Я видел себя мертвым и вместе с тем чувствовал себя живым. Такое раздвоение вернее влекло к погибели, нежели к спасению. Прав, дважды прав был Альхаг, говоря о неподготовленности моего сознания! Мне трудно было удерживать в голове и сводить воедино ощущения, что хлынули через меня; еще труднее было вычленить среди них те, которые действительно были важны. Чтобы уберечь рассудок, я отрешился от всего лишнего. Я перестал воспринимать окружающий мир, отказался от мыслей и позволил своему наитию вести меня в поединке. В этом было нечто странное, точно смотреть на отражение отражения: я видел себя глазами Мантикора и видел Мантикора своими глазами, рукой Мантикора я отражал свои удары, а своей рукой — его. Я уходил от атак, еще только предвосхищая их. Я подпрыгивал, пропуская лезвие под собой, я пригибался, и меч со свистом рассекал над моей головой воздух.

Смею надеяться, это был лучший мой бой. Подвело отсутствие опыта. Не привычный к длительным сражениям, я начал уставать. Тело сделалось неуклюжим, все труднее стало уклоняться и отскакивать от разящего меча. Уже и без магии доспех давил на плечи непомерным грузом. Рука, в которой я сжимал саблю, занемела от множества нанесенных и отведенных ударов. Все тяжелее было поднять клинок, все меньше сил вкладывал я в атаки. Я уходил в защиту, и это было первым шагом к поражению. Вторым шагом стал страшной силы удар, о котором я знал и от которого все же не смог избежать. Он пришелся по косой, и на этом мое везение иссякло.

Разрубив доспех, остро отточенное лезвие глубоко рассекло мое плечо. Кровь рассыпалась по снегу, точно давешние ягоды рябины. Левая рука повисла, обездвиженная. От боли сердце готово было выскочить из груди. Мир вокруг подернулся багряной пеленой. Я видел свою слабость глазами моего противника, я слышал ее в его торжестве. Я бился из последних сил. С трудом я увернулся от сверкающей полосы стали, однако посреди движения Шаула перехватил меня и толкнул в снег. Я не устоял на ногах.

Говорят, что перед смертью перед нами проходит жизнь, чтобы нечто из предыдущего опыта могло дать подсказку.
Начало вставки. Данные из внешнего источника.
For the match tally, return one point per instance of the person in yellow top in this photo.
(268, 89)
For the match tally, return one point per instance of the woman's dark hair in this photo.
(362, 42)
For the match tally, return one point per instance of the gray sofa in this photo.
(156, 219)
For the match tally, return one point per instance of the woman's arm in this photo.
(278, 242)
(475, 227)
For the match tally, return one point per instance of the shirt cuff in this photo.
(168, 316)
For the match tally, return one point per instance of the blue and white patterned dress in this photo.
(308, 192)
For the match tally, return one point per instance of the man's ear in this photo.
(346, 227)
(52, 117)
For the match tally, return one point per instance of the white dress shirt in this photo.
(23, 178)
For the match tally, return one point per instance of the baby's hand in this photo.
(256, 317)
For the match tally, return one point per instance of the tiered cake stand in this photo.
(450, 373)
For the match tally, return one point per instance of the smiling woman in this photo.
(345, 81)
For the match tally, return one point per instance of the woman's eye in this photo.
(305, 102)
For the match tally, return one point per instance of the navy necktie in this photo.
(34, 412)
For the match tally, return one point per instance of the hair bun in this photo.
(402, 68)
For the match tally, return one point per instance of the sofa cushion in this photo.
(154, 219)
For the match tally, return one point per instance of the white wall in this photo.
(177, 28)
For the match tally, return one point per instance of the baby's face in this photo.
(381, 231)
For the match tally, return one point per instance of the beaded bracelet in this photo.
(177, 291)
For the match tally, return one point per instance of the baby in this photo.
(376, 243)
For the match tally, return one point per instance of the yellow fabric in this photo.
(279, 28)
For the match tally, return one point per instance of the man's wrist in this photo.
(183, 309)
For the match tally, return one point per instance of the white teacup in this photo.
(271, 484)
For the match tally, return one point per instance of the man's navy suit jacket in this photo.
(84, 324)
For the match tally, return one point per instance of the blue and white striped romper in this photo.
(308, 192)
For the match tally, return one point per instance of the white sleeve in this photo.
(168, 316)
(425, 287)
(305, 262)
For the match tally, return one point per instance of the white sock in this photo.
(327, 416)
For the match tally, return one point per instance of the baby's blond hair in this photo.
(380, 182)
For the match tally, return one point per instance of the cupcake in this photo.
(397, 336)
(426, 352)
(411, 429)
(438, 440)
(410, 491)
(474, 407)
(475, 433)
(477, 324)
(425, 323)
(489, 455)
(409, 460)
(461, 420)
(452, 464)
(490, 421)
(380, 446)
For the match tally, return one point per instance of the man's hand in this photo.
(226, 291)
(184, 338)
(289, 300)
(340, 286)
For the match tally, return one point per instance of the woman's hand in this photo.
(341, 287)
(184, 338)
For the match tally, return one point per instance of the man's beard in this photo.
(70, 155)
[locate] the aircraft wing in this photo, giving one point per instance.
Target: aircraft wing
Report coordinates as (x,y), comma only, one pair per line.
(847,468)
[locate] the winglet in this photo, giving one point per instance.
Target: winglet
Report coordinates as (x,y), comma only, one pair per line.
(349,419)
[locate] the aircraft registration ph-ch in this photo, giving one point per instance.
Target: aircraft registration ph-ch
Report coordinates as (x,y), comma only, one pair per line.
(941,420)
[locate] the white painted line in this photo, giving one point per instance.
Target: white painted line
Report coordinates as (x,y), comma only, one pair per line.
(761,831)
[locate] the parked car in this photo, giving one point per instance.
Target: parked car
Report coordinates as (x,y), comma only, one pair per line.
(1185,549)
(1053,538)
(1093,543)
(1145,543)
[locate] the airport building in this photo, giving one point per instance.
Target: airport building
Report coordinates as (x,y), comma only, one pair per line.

Я убедился в этом на собственном опыте. Моей подсказкой прозвучал голос Альхага: "Ты не пробовал управлять действиями противника?" И я внял ему.

Той своей частью, которая была Мантикором, которая ярилась и жаждала крови, я замер. Мы боролись незримо — колдун с воздетым к небу клинком и я, распростертый в снегу у его ног. Зрители недоумевали, отчего Мантикор вдруг остановился, балансируя в замахе. Но Шаула недаром считался великим магом севера. Пока я был лишь наблюдателем в его голове, он не обращал на меня внимания, однако попытка перехватить инициативу не могла остаться им незамеченной. В разгар противостояния я вдруг почувствовал, как рвутся связующие нас нити. Раздвоенность сознания покинула меня, заставляя несмотря на стальной доспех ощутить себя обнаженным. Всем телом я оттолкнулся от земли, чтобы откатиться от начавшего смертоносное движения меча. Это было примерно также легко, как вывернуть каменный валун из его векового ложа.

Дальше случилось то, чему мой разум отказывается дать объяснение, и что порой я приписываю владевшей мной в тот момент слабости. С трибун, где сидели дамы, сорвался цветок, точно кто-то спешил приветствовать победителя. Медленно кружась, падал он сверху, слой за слоем пронзая трепещущую ткань бытия. За цветком таял в воздухе алеющий след. Он упал туда, где полвдоха назад лежал я. Сквозь прорези в шлеме я мог видеть нежные, в тончайших прожилках лепестки, резные узорчатые листья, прочный стебель с шипами. Я чувствовал благоухание, и запах казался таким знакомым! Мне было жаль, когда меч Мантикора рассек эту красоту, хотя не успей я откатиться, сам оказался бы на месте цветка.